A REVELAÇÃO
Maurício há dias, sentia-se inquieto; dormia mal, tinha pesadelos, por vezes acordava no meio da noite com a sensação de que algo ruim estava para acontecer. Nessas ocasiões sentava na cama, no escuro, tentava fazer um balanço de sua vida.
Atualmente trabalhava no melhor de sua área: prospecção em Mina carbonífera para avaliar seu potencial de exploração. A firma pagava bem, alojamentos confortáveis, comida excelente para as circunstâncias – o cozinheiro era um cearense metido a maitre – e até dava para “namorar umas meninas” na cidade próxima a Mina. Quando terminasse seu contrato, de três meses, voltaria para Porto Alegre, para o apartamento, a música, os poucos amigos e Laura. Ah! Laura, como sentia sua falta. O mal estar dos últimos dias teria algo a ver com Laura? Há tempos não se falavam, em parte pelas dificuldades de comunicação, mas, também, pelo seu jeito acomodado de ser.

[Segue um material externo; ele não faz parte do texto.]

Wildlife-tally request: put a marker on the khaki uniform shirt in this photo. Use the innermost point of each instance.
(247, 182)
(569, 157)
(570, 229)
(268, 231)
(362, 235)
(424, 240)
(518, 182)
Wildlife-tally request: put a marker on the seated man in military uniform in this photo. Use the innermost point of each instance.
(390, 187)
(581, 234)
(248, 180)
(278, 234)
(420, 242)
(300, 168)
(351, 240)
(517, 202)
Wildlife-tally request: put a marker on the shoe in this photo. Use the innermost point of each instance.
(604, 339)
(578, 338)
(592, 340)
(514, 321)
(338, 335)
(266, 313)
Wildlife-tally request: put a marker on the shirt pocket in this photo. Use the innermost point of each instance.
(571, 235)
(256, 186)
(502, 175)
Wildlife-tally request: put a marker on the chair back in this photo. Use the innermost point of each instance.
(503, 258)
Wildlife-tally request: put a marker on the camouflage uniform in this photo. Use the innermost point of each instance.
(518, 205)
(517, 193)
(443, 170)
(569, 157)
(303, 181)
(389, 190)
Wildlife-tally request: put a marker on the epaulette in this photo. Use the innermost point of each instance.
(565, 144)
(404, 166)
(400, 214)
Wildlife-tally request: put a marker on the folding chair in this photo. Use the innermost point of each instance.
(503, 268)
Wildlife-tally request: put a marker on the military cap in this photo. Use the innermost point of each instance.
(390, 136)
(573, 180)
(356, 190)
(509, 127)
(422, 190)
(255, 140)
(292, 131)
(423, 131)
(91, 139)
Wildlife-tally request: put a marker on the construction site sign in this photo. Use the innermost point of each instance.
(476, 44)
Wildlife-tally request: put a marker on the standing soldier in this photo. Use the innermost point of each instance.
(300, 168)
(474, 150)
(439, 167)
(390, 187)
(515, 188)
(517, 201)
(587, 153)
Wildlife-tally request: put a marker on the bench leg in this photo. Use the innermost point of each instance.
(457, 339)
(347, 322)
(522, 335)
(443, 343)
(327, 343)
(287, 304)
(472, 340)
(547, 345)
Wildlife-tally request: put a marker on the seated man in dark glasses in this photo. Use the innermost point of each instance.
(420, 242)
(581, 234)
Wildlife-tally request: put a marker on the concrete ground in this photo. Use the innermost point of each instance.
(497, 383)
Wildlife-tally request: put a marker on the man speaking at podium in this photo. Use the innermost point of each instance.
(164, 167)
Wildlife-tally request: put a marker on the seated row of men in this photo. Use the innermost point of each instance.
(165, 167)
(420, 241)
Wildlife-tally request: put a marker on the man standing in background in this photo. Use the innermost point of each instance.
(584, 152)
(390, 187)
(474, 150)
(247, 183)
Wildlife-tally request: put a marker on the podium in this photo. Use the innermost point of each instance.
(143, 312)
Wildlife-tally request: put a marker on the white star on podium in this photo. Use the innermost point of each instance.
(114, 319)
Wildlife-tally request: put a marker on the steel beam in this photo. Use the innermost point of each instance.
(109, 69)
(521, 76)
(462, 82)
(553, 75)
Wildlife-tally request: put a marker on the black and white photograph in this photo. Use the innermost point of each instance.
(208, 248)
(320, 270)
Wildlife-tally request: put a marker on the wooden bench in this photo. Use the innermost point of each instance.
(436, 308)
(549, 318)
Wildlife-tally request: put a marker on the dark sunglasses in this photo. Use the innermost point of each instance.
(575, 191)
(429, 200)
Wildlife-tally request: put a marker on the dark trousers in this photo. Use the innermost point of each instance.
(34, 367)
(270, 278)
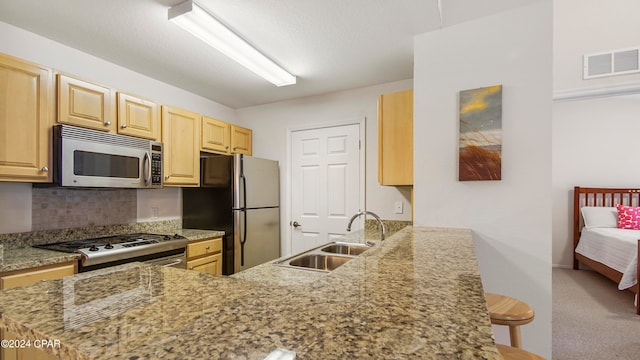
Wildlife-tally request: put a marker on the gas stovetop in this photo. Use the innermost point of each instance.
(118, 247)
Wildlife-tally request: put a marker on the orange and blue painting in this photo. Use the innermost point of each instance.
(480, 149)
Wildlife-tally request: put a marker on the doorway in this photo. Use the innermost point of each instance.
(326, 182)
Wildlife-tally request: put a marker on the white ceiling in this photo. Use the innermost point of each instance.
(330, 45)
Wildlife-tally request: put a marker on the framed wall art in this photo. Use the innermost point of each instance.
(480, 145)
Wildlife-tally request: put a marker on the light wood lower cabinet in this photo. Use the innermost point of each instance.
(26, 277)
(27, 112)
(205, 256)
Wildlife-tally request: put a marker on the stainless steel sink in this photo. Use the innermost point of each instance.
(324, 258)
(346, 249)
(319, 262)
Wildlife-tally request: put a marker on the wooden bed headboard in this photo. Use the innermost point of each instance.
(598, 197)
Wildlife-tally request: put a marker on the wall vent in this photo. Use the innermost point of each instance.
(617, 62)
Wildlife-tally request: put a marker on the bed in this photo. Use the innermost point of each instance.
(597, 240)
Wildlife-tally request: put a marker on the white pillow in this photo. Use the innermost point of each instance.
(599, 216)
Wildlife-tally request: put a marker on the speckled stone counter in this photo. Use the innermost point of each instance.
(418, 296)
(25, 258)
(17, 254)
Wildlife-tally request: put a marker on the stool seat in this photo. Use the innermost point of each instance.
(505, 310)
(510, 353)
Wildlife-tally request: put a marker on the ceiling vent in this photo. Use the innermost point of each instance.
(618, 62)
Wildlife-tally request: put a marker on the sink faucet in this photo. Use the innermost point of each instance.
(383, 230)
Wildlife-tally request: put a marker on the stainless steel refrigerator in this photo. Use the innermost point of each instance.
(240, 195)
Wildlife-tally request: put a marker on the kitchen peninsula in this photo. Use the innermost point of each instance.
(418, 295)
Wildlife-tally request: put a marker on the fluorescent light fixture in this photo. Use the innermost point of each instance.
(199, 22)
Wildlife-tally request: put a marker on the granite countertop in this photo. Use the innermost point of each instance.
(418, 296)
(22, 256)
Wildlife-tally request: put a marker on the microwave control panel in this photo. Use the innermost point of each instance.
(156, 165)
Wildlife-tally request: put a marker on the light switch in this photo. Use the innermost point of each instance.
(398, 207)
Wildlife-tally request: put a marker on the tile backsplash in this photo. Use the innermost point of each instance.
(60, 208)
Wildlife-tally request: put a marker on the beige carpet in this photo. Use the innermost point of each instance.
(592, 319)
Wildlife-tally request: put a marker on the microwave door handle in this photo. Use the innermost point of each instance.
(146, 168)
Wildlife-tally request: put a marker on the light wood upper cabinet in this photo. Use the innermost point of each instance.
(241, 139)
(395, 138)
(216, 135)
(138, 117)
(181, 140)
(85, 104)
(27, 112)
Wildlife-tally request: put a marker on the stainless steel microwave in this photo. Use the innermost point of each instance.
(90, 158)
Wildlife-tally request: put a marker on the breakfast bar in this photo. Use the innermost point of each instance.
(416, 295)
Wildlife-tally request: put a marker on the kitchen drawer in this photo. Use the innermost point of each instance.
(204, 247)
(208, 264)
(30, 276)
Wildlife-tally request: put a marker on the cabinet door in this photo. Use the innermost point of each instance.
(209, 264)
(215, 135)
(204, 247)
(138, 117)
(181, 140)
(395, 138)
(26, 117)
(85, 104)
(241, 140)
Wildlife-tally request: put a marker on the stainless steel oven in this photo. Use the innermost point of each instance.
(106, 251)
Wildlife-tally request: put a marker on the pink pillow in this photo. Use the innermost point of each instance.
(628, 217)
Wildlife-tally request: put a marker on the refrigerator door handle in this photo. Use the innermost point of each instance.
(244, 211)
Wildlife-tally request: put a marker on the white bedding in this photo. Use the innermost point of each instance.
(616, 248)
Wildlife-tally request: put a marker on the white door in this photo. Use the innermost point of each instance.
(325, 184)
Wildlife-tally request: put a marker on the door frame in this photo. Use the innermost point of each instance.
(362, 134)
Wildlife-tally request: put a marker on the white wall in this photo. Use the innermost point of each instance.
(15, 199)
(271, 122)
(510, 219)
(594, 140)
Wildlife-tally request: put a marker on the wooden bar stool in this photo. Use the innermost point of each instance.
(510, 353)
(504, 310)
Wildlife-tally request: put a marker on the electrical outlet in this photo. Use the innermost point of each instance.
(398, 207)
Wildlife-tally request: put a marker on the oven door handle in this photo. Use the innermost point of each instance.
(166, 262)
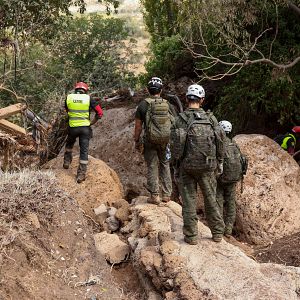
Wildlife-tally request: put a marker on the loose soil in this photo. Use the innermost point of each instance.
(47, 249)
(284, 251)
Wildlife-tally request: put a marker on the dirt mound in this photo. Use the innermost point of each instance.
(269, 206)
(102, 184)
(283, 251)
(204, 271)
(46, 245)
(113, 143)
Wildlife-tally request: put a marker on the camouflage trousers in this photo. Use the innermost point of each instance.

Era como se não precisasse dizer aos outros o quanto gostava deles, principalmente para a família, tão pequena, e Laura.
Finalmente chegou a ocasião de ir a Porto Alegre. Tinha de entregar uns papéis junto à Justiça Federal a fim de liberar a área onde se situava a Mina e aproveitaria para ver Laura. Não avisaria, seria uma surpresa! Pensando melhor agora, se dava conta: o surpreendido poderia ser ele; lá vinha de novo aquela espécie de premonição.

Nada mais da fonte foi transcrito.